Biancoshock. A Via Nov (New Street). Cvtà Street Fest. Civitacampomarano, Italy. (photos courtesy of the artist)

The bus shelter was designed to shelter a historic bench where every day the inhabitants meet for a chat at the end of the day – a symbolic and meaningful place that helps keep the sociability alive.

Biancoshock. A Via Nov (New Street). Cvtà Street Fest. Civitacampomarano, Italy. (photos courtesy of the artist)

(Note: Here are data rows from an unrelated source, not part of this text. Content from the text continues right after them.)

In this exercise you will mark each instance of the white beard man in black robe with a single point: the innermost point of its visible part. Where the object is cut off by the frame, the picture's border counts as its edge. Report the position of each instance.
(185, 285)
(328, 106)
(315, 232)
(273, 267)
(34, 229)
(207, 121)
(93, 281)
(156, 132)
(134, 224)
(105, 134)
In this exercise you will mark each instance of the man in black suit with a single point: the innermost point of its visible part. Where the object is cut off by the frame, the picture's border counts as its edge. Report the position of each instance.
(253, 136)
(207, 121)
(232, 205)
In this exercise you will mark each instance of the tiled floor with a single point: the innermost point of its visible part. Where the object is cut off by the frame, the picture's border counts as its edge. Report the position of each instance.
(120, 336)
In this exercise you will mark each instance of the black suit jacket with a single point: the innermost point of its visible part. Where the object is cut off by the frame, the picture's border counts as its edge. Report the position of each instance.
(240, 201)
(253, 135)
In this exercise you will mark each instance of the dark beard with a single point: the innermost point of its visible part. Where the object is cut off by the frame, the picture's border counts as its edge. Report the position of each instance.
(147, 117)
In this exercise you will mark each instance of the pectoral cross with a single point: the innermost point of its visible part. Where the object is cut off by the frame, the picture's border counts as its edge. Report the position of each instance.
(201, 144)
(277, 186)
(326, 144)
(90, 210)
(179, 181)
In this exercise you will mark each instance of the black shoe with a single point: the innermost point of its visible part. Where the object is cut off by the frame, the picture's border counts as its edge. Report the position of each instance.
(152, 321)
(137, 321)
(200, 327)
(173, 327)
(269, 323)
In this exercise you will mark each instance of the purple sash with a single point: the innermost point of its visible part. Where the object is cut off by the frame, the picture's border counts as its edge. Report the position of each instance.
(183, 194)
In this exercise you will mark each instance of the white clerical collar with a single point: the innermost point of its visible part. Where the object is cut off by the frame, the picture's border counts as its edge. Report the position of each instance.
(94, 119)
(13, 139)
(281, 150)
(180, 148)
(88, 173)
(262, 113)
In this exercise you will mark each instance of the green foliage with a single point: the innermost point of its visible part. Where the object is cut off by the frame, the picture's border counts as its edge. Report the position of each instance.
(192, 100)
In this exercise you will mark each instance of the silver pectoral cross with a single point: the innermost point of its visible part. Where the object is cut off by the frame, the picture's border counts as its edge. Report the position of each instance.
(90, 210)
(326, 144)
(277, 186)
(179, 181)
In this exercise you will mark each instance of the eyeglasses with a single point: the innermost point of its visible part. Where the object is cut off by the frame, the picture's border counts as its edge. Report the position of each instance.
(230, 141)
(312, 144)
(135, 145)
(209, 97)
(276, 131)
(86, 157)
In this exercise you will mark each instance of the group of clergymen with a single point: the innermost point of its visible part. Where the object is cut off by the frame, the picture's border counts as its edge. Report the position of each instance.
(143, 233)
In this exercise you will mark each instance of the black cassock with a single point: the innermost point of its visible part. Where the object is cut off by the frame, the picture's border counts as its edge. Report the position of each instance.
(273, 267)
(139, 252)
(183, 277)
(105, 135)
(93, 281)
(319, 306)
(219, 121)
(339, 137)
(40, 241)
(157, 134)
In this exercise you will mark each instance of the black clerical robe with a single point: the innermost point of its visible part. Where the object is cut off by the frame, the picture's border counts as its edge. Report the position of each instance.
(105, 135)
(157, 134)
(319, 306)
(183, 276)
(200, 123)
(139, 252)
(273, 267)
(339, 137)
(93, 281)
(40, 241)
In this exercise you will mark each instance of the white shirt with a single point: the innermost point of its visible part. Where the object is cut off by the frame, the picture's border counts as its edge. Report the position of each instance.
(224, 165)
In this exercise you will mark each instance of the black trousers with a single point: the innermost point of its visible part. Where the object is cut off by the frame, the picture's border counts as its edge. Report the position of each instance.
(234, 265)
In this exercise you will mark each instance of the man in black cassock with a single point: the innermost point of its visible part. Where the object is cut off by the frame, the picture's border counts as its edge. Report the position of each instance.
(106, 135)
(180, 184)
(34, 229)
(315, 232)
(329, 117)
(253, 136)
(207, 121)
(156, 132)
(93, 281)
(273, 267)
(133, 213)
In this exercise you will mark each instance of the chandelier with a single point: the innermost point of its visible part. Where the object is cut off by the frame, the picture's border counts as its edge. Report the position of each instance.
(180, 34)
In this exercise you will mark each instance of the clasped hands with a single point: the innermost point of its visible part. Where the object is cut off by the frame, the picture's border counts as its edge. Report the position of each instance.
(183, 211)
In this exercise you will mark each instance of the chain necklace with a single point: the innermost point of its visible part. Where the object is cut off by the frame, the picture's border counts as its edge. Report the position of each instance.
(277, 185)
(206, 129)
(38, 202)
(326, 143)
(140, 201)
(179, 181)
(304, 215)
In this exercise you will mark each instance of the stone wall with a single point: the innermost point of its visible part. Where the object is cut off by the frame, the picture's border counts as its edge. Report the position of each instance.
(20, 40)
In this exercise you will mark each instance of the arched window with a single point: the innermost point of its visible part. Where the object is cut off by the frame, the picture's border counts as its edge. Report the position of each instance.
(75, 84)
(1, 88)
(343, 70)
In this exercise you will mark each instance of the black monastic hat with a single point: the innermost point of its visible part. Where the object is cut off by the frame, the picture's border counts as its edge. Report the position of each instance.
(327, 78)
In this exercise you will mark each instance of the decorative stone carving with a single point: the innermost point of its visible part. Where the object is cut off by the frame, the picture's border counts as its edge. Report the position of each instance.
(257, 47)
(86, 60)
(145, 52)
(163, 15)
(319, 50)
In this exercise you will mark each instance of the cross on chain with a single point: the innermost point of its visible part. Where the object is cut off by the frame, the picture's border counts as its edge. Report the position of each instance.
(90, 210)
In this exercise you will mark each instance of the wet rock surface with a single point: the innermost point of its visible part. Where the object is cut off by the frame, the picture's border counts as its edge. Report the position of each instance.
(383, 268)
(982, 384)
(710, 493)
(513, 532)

Together with the shelter, the stop pole was created, which shows the institutional signage and the updated timetables of the urban routes that connect the village with the city. Together they have named the bus stop A-VIA-NOV, which in the local dialect is translated as New Street.

Biancoshock. A Via Nov (New Street). Cvtà Street Fest. Civitacampomarano, Italy. (photos courtesy of the artist)

A great new public space for the public to enjoy and the municipality is still happily ignorant of the fact. “No transport company was notified about this action,” Biancoshock tells us.

“So for me, this intervention can be interpreted more as an activist gesture than an artwork.”  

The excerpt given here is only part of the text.